I'm inclined to agree, but these aren't unexplained (Twilight has the never before mention law against acting, Iron Will wanted to be feared to regain his reputation as an assertiveness teacher). The explanations are poor, contrived, unpopular, and inconsistent with everything else, but it tried to explain it. Since derailment is about unexplained changes insufficiently explained changes seems too subjective and better moved to Fan-Disliked Explanation.

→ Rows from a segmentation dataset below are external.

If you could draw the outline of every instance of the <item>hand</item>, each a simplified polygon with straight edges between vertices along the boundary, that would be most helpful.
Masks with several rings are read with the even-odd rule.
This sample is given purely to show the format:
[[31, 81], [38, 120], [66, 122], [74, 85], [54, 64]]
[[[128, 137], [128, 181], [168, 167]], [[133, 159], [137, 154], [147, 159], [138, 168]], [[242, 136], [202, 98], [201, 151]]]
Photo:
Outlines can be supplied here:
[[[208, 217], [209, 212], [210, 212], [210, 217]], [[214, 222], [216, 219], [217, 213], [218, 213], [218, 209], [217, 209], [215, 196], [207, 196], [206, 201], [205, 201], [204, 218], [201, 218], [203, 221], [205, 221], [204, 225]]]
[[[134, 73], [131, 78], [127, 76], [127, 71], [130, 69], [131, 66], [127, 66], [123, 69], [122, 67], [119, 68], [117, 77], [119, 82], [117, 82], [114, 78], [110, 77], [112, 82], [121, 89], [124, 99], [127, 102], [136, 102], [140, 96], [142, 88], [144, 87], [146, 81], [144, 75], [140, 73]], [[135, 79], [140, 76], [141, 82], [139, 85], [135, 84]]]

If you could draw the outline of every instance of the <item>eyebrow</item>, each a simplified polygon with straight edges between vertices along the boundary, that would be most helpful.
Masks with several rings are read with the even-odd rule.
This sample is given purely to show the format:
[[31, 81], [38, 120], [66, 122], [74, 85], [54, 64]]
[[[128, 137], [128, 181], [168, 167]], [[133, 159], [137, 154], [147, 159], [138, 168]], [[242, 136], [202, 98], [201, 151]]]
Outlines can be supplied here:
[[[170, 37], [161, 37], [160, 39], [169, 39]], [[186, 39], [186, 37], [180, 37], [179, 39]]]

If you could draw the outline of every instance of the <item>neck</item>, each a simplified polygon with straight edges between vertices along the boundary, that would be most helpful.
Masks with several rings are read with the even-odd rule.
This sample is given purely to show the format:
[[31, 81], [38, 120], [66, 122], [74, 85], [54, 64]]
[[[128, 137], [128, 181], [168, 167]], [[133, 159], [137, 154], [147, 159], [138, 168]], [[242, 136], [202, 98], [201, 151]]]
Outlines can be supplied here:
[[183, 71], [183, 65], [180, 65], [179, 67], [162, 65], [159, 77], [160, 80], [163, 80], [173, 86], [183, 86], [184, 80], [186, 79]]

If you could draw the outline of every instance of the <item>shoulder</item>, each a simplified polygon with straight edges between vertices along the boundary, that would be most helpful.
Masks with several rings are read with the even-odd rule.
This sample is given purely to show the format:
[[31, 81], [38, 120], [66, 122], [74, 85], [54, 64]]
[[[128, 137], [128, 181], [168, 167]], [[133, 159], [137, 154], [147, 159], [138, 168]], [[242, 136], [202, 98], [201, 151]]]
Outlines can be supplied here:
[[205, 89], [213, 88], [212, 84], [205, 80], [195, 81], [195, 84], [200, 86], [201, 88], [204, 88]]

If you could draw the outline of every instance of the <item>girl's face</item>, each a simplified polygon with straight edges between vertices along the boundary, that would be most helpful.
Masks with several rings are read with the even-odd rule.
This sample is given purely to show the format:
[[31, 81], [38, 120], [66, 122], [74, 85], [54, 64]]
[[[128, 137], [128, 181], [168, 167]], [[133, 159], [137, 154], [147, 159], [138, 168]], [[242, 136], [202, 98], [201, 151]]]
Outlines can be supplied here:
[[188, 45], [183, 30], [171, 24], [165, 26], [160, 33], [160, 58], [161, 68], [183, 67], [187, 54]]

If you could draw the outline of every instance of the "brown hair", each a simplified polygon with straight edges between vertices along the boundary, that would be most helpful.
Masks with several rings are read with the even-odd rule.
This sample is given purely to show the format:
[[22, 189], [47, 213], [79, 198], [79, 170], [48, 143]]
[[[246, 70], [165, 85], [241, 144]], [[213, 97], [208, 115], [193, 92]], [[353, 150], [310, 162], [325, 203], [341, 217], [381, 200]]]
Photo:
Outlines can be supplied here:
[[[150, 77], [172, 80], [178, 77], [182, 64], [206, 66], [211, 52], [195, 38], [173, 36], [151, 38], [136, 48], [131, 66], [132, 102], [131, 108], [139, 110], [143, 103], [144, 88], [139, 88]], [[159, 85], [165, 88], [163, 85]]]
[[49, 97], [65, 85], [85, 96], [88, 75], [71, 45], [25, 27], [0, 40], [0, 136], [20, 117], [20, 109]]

- Twilight Sparkle and the Crystal Heart Spell derails Trixie in great length. Word of God claims the book is canon to the My Little Pony: Friendship Is Magic continuity after the season 3 final. However her portayal is rather jarring. In season 1, Trixie was a pretentious magician boasting that she's the greatest magician in all Equestria. At the end she has to flee Ponyville when her exploits are revealed to be made up. It's noteworthy to mention she was also a controversial example of Designated Villain and Unintentionally Sympathetic since many viewers feel like she did nothing wrong before Rainbow Dash started booing to her performance. She comes back in season 3 as an antagonist, we learned that after the event in season one, she became a laughingstock and was unable to go anywhere with her magic show without being laughed out of town. She goes back to Ponyville with a powerful artifact to seek revenge on Twilight. At the very end Trixie realizes her faults and makes peace with Twilight Sparkle. Comes this book, Trixie is again resentful toward Twilight, is described as a bully and teams up with Gilda to replace Applejack's cider with gloopy green gunk for the sake of it.
This would be an example, except it is consistent with her next portrayal on the show of still being a rival with Twilight Sparkle having similarly ignored her realization there, even making ignoring Aesops part of her character. That she had learned it then was speculation that was Jossed. What do we do in the case where "derailments" turn out to be Accidentally Correct Writing.
I'd say Character Derailment could use a cleanup. But since it's Flame Bait, why do we even allow examples when no other Flame Bait page does? I think they were added before we disallowed Flame Bait examples.
Edited by Ferot_Dreadnaught

UnintentionallyUnsympathetic.Western Animation
I toned down some of complaining, but I question if it's an example given it's a notoriously controversial issue. I believe it's misused (at least as written) as this trope must explain why they were supposed to be seen as sympathetic despite the circumstances . Those traits are why they were supposed be be unsympathetic as villain until they begin to redeem themselves. It's just complaining about being Easily Forgiven. From my limited understanding of the series it sounds like it exaggerating their negative personality traits.
I've asked
Unintentionally Unsympathetic cleanup but it's been inactive for the last few days and this looks like a big contentious issue.